Sister Cathy Cesnik was 26 and a beloved teacher at Baltimore’s Archbishop Keough High School when she was murdered in 1969. Fifty years later, documentarian White, journalists, and former students delve into the mystery and the role the school’s chaplain, the late Father Maskell, may have played in it. Decades after they left the school, women in their 60s tell White about Maskell’s shocking sexual abuse, and the institutional corruption and cover-ups around it. White got his title from one of the survivors, who used the expression “the keepers” to refer to the women who hold on to all of those secrets and lies and keep the truth from slipping away.

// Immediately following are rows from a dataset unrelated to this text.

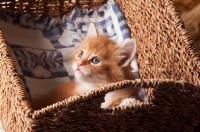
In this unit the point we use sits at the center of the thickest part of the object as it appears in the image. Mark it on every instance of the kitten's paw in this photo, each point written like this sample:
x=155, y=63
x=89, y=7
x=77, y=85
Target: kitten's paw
x=129, y=101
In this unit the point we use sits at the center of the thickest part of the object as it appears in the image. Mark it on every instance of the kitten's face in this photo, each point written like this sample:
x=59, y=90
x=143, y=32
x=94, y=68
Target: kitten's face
x=96, y=61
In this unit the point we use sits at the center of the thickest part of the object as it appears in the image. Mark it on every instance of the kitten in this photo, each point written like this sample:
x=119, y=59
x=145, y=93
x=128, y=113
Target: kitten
x=190, y=14
x=98, y=61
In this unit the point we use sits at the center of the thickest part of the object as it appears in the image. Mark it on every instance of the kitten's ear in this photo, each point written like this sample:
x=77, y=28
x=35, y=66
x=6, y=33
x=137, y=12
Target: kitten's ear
x=128, y=51
x=92, y=32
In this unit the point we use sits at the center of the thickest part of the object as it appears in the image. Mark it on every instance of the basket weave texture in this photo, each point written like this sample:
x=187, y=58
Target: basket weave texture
x=165, y=51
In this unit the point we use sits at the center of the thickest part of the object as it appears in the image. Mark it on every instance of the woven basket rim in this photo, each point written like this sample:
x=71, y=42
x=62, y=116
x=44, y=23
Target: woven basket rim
x=187, y=37
x=144, y=83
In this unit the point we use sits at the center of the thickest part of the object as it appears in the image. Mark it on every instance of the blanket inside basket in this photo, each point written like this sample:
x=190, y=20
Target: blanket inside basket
x=42, y=48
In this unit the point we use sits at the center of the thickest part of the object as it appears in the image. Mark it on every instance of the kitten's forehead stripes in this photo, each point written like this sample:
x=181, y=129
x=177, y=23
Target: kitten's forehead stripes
x=92, y=56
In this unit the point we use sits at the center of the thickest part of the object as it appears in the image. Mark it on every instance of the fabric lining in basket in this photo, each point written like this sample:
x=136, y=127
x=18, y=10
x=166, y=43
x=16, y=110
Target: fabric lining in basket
x=165, y=51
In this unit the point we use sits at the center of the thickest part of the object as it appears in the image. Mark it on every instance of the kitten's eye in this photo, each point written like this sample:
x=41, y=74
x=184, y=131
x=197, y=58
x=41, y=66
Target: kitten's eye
x=95, y=60
x=80, y=54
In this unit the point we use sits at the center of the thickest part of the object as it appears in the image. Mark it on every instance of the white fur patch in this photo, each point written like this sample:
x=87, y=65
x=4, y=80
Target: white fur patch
x=84, y=87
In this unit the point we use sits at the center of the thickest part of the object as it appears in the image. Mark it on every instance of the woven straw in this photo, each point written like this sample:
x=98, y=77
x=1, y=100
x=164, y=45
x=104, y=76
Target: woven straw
x=165, y=51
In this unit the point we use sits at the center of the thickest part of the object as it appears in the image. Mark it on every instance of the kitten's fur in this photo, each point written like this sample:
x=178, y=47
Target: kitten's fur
x=97, y=61
x=190, y=14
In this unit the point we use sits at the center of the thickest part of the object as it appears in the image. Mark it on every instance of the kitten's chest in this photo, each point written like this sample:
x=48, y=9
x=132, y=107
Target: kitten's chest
x=84, y=87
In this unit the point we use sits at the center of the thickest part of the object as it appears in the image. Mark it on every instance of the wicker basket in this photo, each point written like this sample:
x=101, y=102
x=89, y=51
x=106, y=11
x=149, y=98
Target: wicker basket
x=165, y=51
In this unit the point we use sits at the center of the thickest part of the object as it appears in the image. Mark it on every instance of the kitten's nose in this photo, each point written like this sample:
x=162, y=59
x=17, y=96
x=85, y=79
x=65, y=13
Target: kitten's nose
x=80, y=64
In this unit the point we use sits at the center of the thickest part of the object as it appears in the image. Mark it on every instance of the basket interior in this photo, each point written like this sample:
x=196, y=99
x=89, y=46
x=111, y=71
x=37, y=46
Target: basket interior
x=48, y=7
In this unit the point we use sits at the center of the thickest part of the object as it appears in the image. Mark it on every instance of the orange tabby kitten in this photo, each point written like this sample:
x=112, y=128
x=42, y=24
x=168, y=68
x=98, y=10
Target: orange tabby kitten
x=97, y=61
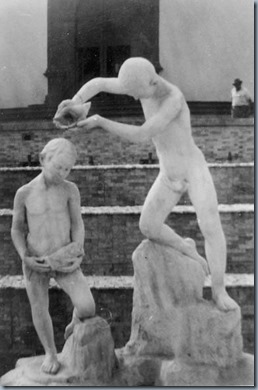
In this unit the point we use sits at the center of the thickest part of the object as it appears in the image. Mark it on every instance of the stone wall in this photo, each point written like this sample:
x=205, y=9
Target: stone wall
x=129, y=184
x=217, y=137
x=112, y=235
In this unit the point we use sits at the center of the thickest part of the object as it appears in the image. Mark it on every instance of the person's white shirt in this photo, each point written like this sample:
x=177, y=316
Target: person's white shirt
x=240, y=97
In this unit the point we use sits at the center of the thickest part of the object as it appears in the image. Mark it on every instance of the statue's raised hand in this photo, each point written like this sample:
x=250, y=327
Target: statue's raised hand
x=70, y=113
x=89, y=123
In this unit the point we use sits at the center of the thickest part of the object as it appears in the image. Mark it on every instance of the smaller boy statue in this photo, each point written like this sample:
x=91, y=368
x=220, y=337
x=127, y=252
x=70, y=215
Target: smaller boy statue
x=48, y=234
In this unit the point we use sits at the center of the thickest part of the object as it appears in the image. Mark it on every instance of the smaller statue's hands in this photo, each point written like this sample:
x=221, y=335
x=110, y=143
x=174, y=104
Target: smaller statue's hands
x=70, y=113
x=37, y=263
x=90, y=123
x=71, y=266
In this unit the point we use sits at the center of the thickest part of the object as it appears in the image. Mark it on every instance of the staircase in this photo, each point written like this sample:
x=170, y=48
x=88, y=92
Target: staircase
x=112, y=196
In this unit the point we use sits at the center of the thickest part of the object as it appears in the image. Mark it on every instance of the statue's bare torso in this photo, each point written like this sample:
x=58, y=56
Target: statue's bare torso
x=48, y=217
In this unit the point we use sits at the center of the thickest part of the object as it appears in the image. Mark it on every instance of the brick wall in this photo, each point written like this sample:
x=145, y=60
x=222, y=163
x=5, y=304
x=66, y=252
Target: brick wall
x=111, y=238
x=119, y=186
x=216, y=138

In 1969, Sister Cathy Cesnik disappeared; months later, her body was found in a secluded wood. In 1994 and again in 2014, “Jane Doe,” one of Sister Cathy’s former students, recounted her sexual abuse by the school chaplain. “The Keepers” reveals who she is, and fresh outreach into the community brought out 40 other women who suffered similar abuse. Over seven episodes, White unpeels the layers of this horrifying network of Catholic and government corruption and lies via extensive interviews and reenactments.

The reporting

White worked closely with freelance journalist Tom Nugent; he’d tracked the story for years, but couldn’t get it published and resorted to blog posts instead. “The story was virtually undercover,” said White. “There was not a lot of information about it. It bubbles up in the ’90s in a hearing around Jane Doe — but the institutions and the church were successful in squashing it. Then there was virtual silence for the last 25 years. Everything we were investigating or uncovering was new to us.”

Finding Gemma and Abbie, two loyal students of Sister Cathy who doggedly post everything they learn on a Facebook page, “were to me cinematic gold,” said White, “a fresh way to get inroads to a true-crime story. They were doing their [reporting] and we were doing ours. We’re covering their uncovering. They didn’t understand why we would want to document certain points of their process. But it was a way to get confrontations as they ask questions of people directly involved in the crimes about why they failed these children.”

At the heart of the mystery is school chaplain Father Maskell, who died a free man in 2001.”He was under the care of the archdiocese,” said White. “His path of destruction never ended with any literal form of justice. He got away with the abuse in the ’80s, fled to Ireland. The American criminal justice system and the church never did anything. We don’t have the answers. We don’t nail a perpetrator. Institutions failed. Victims are still around. The state attorney, Baltimore police, and the people in power in the legislature repeatedly blocked child-abuse assertions because of the lobbying of the Church. They will be held accountable. It won’t go as far as putting someone in jail, but putting someone accountable for what they failed to do.”